Accenture reports that the average cost of cybercrime has increased 72% in the last five years, reaching US$13.0 million in 2018. Furthermore, its study estimates a combined loss of $5.2 trillion in value across all industries globally with attacks increasing in sophistication, cost and size. We expect Cybercrime to continue as a strong theme during 2020 with continued data breaches down to the lack of preparedness of organisations and the inherent problem of how sensitive data is protected. This is partly due to vulnerable old software but also archaic systems that inadvertently silo data putting it at risk. The advancement in AI will undoubtedly cause a rise of sophisticated AI-powered cyberattacks in 2020. Within the first few days of this decade we have already seen a serious cyber-attack on Austria’s foreign ministry.  


8. Facial recognition – ‘Facing’ its own backlash

China has been a pioneering leader in the advancement of facial technology for many years.  In 2019 it implemented a vast network of cameras all around the country, monitoring its citizens movements with the ability to enforce immediate fines via the App WePAY for minor offences such as ‘Jay-Walking’. 

This has been met with much disdain from Western countries, with several US states (Alameda being the latest) to ban the use of this technology on the grounds that it can potentially be abused by law authorities undermining civil liberties. Public backlash in Western democracies shows there’s much contempt for being tracked or monitored as it’s an infringement of personal privacy. 

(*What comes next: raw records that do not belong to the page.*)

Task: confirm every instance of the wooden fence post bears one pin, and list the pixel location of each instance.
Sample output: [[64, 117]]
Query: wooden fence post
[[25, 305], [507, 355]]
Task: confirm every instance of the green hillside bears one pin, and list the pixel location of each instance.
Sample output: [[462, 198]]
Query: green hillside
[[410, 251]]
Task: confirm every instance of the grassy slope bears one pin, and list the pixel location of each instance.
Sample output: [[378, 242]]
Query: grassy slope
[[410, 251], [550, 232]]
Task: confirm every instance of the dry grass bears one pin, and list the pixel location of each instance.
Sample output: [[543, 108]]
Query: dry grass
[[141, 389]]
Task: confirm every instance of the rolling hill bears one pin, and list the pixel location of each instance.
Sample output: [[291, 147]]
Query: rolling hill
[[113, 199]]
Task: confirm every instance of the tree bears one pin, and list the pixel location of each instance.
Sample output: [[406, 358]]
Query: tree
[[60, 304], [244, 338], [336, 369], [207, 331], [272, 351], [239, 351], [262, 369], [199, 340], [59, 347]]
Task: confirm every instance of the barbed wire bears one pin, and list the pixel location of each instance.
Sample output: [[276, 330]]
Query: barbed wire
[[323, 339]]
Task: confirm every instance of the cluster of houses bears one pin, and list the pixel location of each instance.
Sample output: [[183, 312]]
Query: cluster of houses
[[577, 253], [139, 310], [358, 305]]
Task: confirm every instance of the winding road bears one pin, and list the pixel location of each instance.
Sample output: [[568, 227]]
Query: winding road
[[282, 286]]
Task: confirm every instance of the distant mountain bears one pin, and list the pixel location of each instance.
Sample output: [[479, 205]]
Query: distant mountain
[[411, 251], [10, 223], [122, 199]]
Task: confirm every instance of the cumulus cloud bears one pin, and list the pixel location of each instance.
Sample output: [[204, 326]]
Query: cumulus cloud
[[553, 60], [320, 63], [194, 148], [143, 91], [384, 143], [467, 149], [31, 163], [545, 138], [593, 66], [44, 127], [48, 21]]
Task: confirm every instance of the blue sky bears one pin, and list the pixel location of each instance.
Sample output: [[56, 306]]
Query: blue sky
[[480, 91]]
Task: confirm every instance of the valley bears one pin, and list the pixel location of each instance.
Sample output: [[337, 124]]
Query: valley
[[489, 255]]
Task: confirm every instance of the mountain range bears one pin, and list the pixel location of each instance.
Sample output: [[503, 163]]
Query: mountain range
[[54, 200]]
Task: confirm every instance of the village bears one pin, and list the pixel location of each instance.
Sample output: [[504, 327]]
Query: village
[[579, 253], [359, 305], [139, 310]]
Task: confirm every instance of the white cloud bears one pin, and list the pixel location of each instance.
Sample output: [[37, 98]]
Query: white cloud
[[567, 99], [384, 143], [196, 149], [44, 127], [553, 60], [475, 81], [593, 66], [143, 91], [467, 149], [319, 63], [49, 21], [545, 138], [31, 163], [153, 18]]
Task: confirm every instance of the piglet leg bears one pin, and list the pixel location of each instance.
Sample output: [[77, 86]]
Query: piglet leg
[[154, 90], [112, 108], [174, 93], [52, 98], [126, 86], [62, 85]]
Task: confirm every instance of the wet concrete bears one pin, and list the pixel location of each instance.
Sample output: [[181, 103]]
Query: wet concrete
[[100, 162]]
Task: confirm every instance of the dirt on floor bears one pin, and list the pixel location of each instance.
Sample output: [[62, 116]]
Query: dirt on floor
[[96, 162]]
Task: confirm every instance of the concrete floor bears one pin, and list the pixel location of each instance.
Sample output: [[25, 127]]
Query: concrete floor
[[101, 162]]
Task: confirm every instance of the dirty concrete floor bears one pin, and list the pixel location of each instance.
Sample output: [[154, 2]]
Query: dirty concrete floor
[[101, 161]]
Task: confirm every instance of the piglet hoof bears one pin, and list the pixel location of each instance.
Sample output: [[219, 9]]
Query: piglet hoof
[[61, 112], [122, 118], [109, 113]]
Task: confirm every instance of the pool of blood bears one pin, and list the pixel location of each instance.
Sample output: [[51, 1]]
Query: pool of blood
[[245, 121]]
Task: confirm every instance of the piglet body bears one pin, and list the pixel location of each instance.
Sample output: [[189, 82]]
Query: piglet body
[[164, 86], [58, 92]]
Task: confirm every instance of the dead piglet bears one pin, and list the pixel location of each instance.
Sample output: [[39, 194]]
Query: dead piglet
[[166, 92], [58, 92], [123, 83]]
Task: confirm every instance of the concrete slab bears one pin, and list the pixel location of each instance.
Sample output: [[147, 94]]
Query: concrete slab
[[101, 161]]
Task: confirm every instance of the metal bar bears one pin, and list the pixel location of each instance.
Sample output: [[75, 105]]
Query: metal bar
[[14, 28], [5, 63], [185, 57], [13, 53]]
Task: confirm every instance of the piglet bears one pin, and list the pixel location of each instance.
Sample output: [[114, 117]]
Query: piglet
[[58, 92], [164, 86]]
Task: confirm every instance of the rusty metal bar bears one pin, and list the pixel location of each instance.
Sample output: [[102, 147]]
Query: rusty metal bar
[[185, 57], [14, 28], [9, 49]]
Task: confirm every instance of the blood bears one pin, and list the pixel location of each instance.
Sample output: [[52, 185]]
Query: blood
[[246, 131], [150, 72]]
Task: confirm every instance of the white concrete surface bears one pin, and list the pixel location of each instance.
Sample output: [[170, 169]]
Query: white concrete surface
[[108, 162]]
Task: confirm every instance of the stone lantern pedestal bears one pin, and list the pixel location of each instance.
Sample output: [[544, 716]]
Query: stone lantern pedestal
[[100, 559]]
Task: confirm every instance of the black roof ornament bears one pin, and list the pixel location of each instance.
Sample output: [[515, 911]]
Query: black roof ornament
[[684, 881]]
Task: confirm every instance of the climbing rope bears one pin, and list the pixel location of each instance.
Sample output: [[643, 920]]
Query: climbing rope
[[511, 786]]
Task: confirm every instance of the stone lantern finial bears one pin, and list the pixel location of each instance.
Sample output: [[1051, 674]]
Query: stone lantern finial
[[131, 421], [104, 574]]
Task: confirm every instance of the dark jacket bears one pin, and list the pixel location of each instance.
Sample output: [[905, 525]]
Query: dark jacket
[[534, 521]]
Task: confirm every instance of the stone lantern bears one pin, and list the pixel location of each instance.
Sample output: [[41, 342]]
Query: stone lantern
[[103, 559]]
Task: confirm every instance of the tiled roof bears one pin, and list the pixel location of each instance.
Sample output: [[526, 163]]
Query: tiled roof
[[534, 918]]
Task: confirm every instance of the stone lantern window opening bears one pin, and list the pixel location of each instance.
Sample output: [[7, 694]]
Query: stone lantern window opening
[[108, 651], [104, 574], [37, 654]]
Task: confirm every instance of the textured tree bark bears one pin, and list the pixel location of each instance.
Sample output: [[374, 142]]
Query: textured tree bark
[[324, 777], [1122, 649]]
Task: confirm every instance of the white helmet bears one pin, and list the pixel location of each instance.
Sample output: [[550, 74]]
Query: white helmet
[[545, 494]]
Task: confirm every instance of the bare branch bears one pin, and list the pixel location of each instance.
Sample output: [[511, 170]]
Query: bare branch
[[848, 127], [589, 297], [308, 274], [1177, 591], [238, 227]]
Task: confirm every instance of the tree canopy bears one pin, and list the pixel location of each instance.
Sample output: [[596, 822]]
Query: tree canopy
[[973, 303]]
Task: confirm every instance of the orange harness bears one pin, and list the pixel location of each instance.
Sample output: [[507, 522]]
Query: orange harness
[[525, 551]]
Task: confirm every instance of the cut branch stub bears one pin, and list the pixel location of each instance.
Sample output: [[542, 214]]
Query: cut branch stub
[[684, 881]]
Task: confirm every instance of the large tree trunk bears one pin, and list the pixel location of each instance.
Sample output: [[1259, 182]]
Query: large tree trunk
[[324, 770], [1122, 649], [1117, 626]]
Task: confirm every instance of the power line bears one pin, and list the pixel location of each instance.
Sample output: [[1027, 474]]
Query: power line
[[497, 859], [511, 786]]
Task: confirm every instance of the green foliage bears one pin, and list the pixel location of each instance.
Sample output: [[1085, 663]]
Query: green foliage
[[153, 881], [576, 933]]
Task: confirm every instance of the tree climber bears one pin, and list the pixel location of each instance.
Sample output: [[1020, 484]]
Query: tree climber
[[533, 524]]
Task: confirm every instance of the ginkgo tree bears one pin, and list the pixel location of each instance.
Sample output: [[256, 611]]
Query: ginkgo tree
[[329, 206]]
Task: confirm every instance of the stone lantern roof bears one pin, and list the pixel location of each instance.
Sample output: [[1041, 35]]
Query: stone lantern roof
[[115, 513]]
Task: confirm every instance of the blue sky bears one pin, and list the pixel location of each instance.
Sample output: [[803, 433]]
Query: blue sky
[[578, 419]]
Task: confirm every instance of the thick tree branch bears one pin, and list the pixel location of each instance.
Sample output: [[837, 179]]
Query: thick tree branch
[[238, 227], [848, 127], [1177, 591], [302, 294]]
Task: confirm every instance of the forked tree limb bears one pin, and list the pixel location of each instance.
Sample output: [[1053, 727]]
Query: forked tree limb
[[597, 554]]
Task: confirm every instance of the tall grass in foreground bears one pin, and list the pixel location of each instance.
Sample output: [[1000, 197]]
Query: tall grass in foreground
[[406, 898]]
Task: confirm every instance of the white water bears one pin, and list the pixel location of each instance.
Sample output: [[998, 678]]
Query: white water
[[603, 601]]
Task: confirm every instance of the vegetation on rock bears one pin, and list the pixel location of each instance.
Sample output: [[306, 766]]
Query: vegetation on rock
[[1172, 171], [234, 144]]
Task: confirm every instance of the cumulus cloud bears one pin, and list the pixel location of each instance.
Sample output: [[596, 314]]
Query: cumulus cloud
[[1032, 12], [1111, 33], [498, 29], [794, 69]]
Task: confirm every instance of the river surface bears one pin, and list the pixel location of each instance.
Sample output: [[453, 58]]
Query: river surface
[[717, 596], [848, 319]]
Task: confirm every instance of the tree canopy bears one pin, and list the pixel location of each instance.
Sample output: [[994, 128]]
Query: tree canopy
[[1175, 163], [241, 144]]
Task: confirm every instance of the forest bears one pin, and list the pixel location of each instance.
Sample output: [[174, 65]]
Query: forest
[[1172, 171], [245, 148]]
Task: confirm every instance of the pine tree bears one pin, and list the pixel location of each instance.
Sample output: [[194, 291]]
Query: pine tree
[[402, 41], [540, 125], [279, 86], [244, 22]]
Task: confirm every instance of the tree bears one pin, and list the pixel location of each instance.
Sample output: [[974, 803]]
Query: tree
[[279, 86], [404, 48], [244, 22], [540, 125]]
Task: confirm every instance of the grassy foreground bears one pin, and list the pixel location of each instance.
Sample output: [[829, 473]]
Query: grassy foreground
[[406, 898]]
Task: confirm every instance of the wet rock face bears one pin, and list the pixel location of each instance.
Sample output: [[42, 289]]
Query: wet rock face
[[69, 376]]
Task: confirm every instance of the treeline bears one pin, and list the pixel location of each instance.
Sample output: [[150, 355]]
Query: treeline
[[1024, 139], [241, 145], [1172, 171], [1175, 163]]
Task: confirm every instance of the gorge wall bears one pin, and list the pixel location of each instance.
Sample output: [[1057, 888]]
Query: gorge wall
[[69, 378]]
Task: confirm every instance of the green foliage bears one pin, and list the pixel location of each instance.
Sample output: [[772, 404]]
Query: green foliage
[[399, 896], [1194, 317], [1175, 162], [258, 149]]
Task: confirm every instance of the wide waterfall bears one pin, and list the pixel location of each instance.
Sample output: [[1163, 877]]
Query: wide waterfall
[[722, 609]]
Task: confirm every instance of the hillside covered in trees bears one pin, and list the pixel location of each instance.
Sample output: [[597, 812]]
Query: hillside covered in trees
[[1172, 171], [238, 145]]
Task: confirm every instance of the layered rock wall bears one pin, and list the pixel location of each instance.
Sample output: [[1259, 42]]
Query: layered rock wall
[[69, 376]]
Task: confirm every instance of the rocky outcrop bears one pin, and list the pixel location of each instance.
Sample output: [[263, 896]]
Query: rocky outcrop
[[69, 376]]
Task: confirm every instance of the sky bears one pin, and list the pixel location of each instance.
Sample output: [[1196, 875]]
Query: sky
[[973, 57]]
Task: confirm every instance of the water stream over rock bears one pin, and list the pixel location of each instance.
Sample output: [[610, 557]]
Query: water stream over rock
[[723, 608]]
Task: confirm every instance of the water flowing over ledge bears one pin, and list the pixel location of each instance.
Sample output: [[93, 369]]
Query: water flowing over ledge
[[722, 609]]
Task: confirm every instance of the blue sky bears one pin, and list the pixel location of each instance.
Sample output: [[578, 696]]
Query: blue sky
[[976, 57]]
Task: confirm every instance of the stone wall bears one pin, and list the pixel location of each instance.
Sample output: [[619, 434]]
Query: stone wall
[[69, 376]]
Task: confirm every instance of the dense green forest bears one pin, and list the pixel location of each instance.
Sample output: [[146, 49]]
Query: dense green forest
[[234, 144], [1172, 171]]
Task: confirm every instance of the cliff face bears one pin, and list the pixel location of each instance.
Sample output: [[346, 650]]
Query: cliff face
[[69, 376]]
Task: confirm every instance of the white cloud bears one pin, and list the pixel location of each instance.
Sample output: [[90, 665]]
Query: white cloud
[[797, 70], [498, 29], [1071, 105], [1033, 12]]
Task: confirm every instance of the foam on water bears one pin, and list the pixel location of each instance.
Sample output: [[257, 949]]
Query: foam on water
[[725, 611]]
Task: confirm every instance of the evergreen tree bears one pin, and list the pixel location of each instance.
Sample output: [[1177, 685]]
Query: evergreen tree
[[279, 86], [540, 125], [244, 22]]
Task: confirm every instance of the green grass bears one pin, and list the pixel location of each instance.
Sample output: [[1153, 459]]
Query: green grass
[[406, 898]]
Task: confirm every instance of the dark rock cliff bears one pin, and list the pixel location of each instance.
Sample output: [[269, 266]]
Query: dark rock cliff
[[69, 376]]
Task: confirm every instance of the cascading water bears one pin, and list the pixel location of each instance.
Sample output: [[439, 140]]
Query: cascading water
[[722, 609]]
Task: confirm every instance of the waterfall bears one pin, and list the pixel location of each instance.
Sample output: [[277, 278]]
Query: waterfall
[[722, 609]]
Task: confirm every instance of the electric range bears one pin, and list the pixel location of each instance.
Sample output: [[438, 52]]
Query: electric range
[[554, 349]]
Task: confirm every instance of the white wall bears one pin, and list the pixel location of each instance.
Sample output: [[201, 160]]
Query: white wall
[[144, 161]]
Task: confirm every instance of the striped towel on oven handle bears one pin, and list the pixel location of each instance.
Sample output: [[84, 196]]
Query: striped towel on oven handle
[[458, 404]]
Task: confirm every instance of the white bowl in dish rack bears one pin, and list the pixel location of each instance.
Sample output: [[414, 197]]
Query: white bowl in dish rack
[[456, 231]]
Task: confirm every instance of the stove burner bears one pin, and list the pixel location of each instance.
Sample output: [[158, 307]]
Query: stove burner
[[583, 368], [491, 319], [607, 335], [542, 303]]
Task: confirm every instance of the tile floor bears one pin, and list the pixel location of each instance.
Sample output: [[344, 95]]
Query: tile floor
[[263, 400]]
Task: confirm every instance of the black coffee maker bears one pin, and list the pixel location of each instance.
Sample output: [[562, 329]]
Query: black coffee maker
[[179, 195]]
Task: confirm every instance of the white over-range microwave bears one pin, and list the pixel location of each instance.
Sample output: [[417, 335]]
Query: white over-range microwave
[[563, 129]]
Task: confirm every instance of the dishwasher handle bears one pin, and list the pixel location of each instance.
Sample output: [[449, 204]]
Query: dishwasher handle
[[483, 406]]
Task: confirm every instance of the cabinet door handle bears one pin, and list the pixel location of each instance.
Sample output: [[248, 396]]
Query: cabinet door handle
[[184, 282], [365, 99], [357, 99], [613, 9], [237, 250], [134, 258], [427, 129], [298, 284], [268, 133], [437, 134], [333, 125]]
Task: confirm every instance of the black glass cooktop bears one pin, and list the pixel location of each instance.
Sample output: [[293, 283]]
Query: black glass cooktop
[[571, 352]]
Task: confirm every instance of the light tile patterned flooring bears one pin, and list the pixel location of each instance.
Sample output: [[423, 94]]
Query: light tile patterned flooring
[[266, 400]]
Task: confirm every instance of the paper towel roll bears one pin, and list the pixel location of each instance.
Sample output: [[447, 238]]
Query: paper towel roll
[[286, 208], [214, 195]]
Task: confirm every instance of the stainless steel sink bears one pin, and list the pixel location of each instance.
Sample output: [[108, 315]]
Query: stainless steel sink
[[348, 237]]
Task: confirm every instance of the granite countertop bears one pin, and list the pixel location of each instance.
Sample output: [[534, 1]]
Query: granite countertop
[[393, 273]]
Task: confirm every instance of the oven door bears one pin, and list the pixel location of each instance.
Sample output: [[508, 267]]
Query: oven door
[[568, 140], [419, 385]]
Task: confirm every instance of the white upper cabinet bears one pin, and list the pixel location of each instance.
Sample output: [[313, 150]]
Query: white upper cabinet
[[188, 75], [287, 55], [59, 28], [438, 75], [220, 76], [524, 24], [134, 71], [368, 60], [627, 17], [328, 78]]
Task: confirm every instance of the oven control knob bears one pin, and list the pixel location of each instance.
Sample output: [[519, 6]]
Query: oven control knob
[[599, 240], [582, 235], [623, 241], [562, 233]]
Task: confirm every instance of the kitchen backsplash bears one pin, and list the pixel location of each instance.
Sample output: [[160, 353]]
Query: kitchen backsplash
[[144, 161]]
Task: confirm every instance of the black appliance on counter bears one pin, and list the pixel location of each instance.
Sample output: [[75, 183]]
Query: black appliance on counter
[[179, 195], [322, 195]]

Whilst the technology has its benefits as a force for good, if not used correctly it could have a corrosive impact in countries where behaviour is censored by the government and be used as collateral in places that do not hold liberal views. The manifestation of social unrest could easily be triggered dividing societies and cultures even further apart and must be ‘monitored’ with caution. We expect more debate about the ethics and moral hazard of facial recognition.


9. Bioplastics - will they carry us forward to a sustainable future? 

Bioplastics are plastic materials produced from renewable biomass sources such as recycled food waste or sawdust. As governments set net zero targets, bioplastics will pave the way to a sustainable future in the plastic industry, which is currently estimated to account for 13% of the total "carbon budget" by 2050. The introduction of regulation should help governments to reduce plastic's impact - 36,000 tonnes of micro plastics and synthetic polymers are released into the environment in Europe every year. We expect to see a surge in the adoption of bioplastics by industry, improving consumer safety and tackling climate change.